子供の体や周囲の環境をきれいにすることは決して悪いことではないのですが、あまりにも過剰に行き過ぎると、子供も大人も免疫力が低下します。その結果、免疫機能が正常に働かずにアレルギー症を起こす原因の1つになっているのではないかと言われているのです。

あなたのお子さんについてはいかがでしょうか?

・・2.手や皮膚を洗い過ぎると逆効果

外で遊んで帰った子供に、毎回石鹸を使ってゴシゴシ洗い過ぎると皮膚のトラブルを起こすことがあります。特に殺菌効果のある薬用石鹸は要注意です。
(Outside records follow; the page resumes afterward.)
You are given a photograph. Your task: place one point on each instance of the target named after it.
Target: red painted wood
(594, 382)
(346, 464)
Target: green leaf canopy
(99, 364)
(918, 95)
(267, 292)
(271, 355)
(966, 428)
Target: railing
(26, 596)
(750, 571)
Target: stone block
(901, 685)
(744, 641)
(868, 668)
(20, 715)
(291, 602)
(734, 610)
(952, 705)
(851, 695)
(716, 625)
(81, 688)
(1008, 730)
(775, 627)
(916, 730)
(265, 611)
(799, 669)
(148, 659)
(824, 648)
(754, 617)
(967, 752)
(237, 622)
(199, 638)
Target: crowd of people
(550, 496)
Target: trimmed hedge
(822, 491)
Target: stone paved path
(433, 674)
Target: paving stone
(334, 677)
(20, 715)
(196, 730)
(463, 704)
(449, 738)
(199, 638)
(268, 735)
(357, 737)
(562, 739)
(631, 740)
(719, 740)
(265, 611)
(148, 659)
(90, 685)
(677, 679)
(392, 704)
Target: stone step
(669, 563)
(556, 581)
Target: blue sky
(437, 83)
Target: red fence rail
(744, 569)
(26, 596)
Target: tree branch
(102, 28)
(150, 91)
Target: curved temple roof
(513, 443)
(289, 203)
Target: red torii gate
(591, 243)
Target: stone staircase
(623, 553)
私たちの皮膚には「表皮ブドウ球菌」や「黄色ブドウ球菌」など10種類以上の「皮膚常在菌」が存在します。これらの菌は皮膚の脂肪を食べて脂肪酸を作り、皮膚を「弱酸性」に保つ働きがあり、皮膚を酸性にすることで病原菌の繁殖を抑える働きをしています。なので、この常在菌を根こそぎ洗い流してしまうと、皮膚を守ってくれる働きまで失くしてしまいます。

お風呂で石鹸を使って洗うと皮膚常在菌の90%が流されます。しかし、普通にお風呂に入って洗う程度なら12時間前後で残った10%の常在菌が増殖し、元に戻ります。

しかし、洗浄力の強いボディシャンプーや殺菌作用の強い石鹸を使ってナイロン製のタオルなどでゴシゴシ洗ったり、1日に何回もお風呂に入ったりしていると、常在菌が元に戻れなくなるかも知れません。

皮膚常在菌がいなくなった皮膚は潤いのないカサカサ肌になります。そしてアレルゲンや微生物が侵入しやすくなり、アトピー性皮膚炎や乾燥性皮膚炎などを引き起こします。

皮膚は約1ヶ月で新旧交代を繰り返し、新しい角質層を作り出します。洗い過ぎはこのサイクルまで壊しかねません。

・・3.抗菌グッズにご注意

俗に抗菌グッズと呼ばれるものが大量に出回っています。防菌、防カビ、防臭、防虫、などの効果がある製品です。台所製品から浴用製品、文具におもちゃ、建築材料から内装品までありとあらゆる抗菌グッズが身の回りに溢れています。

この抗菌グッズの抗菌剤によって皮膚の常在菌バランスを崩し、子供の皮膚にトラブルを起こすことがあります。もともと子供の肌は大人に比べて皮膚をガードする機能が弱く、ウイルスや細菌、微生物が侵入しやすいのです。更に皮脂量も少なく保湿能力も低く敏感です。

そこに殺菌や抗菌効果のある製品を使うと逆効果でアレルギー症を起こすことがあります。例えば抗菌加工のマスクを子供に使わせたら口の周りにアレルギー反応を起こしてアレルギー性皮膚炎になってしまった実例があります。

あまりに不潔なものはダメときれいにし過ぎると、子供はますますひ弱な抵抗力のない子供になっていきます。抗菌グッズの使い過ぎにはくれぐれもご注意ください。

以上のように、あなたが子供を可愛がるあまり、過度に清潔な環境にし過ぎたり、抗菌対策をやり過ぎると、あなたの子供が本来持っているはずの免疫力を弱めてしまい、ひ弱な体質にしてしまう可能性があります。どうぞご注意ください。

最後に、子供に限らず大人もそうですが、日頃あなたが口にするもの、食品と免疫力は深い関係にあります。免疫力の高まる食品を食べていると、病気をしない健康な体になります。